The first set of adders is computing A+B where A is a constant and B is the accumulated value. The second set is then computing (A+B)+C, where C is another constant. So the second set is computing (A+C)+B - and A+C is also constant and could be provided by the CPU instead of DEST_WIDTH (or calculated by the circuit with another set of adders).
Quote:
I've been so focused on stretching smaller to larger that I hadn't thought about shrinking. I glad you pointed out that run-slice is way more optimal there, thanks. Mip-maps would help (maybe to the point that I don't need run-slice) but there's also a palette involved so it's a tad trickier but quite solvable. Why would I not want run-slice? I have an (unfounded) suspicion I could use the bresenham line ICs backwards with minimal effort to shrink a sprite and I really would like to cut down the number of ICs I'm using. Gah, trade-offs.
I thought about this before, especially that maybe we can just swap the inputs to the calculator and swap the meanings of the outputs. The problem is that it will still iterate over all of the source pixels, even if it doesn't need to use them (because they get overwritten at the destination), and that's fundamental if the source address is tracked by a counter. If you want to skip source pixels then you need to be able to add other values to it instead of just 1. So there will be a hardware change needed to the way the source address is stored/updated.
Which values do we add? Well in normal operation for a stretch, you are adding 1 to the destination address every cycle, and either 0 or 1 to the source address, depending on the error term overflowing. For a squash, you can do the same thing, incrementing the destination every cycle, but add N or N+1 to the source address, instead of 0 or 1.
I think N is (SOURCE_WIDTH-1)/(DEST_WIDTH-1) rounded down, and you then need to supply R = (SOURCE_WIDTH-1) % (DEST_WIDTH-1) + 1 as input to the Bresenham part of the circuit instead of the full source width.
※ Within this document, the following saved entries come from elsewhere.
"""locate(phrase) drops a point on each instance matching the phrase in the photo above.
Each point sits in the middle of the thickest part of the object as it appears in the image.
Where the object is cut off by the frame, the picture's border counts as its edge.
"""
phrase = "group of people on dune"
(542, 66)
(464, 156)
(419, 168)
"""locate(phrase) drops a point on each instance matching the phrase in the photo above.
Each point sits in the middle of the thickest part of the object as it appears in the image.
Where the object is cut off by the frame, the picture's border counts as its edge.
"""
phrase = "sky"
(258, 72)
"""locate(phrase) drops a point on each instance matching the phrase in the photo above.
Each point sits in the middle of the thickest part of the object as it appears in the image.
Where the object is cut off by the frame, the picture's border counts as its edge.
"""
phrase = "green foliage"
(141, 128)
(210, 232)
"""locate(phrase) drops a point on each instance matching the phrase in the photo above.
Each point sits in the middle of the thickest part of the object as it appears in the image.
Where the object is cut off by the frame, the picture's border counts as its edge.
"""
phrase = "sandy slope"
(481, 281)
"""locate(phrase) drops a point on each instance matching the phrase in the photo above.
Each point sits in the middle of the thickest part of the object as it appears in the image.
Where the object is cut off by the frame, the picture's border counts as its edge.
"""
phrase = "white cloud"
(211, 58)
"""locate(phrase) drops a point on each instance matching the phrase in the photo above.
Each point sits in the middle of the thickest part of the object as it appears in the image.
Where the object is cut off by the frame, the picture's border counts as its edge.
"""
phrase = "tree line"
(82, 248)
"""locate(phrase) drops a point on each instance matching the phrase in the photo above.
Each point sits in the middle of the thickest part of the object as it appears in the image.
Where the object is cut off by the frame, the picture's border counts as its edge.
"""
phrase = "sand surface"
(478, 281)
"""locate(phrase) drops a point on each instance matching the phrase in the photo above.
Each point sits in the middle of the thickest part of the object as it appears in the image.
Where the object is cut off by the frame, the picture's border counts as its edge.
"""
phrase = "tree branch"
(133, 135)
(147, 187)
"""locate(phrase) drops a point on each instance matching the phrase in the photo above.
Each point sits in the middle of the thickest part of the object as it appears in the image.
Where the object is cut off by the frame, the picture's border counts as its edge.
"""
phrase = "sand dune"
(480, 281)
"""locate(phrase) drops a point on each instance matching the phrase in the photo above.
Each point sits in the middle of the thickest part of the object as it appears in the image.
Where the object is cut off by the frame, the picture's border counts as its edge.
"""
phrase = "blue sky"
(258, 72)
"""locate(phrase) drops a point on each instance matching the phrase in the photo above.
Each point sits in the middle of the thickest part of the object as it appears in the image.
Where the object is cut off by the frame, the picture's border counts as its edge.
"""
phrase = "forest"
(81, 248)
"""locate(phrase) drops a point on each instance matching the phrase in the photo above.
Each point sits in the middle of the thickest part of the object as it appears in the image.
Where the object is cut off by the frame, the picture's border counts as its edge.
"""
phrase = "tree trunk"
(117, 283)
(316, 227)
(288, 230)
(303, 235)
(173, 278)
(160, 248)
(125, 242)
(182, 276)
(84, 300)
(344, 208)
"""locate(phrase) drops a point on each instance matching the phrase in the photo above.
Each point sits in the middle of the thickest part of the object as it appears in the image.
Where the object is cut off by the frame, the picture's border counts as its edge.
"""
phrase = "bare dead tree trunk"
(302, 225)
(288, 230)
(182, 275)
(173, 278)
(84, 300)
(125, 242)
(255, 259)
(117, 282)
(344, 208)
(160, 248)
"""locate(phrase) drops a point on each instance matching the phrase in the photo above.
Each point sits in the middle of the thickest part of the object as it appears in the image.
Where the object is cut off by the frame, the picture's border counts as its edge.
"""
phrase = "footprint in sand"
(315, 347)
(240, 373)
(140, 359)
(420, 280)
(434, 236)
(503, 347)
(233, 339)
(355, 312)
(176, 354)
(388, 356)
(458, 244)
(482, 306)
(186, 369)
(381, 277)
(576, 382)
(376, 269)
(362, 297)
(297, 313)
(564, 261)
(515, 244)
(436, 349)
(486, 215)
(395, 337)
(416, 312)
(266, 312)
I'm not sure about the "-1" bits, it feels weird but seems necessary, a bit like how you have to subtract one from the source width for the stretching calculation as well.
So given 17 source pixels to squash into 4 destination pixels, N would be 5 and R would be 2. So it's like stretching 2 source pixels over the 4 destination pixels, except after every pixel written we also increase the source address by N=5.
Here's a comparison between stretching 2 pixels over 4, and squashing 17 pixels into 4, to illustrate that - note that the squashing source addresses are just incrementing by an extra 5 each step:
Code:
Stretching 2 pixels over 4: s0 => d0, s0 => d1, s1 => d2, s1 => d3.
Squashing 17 pixels into 4: s0 => d0, s5 => d1, s11 => d2, s16 => d3.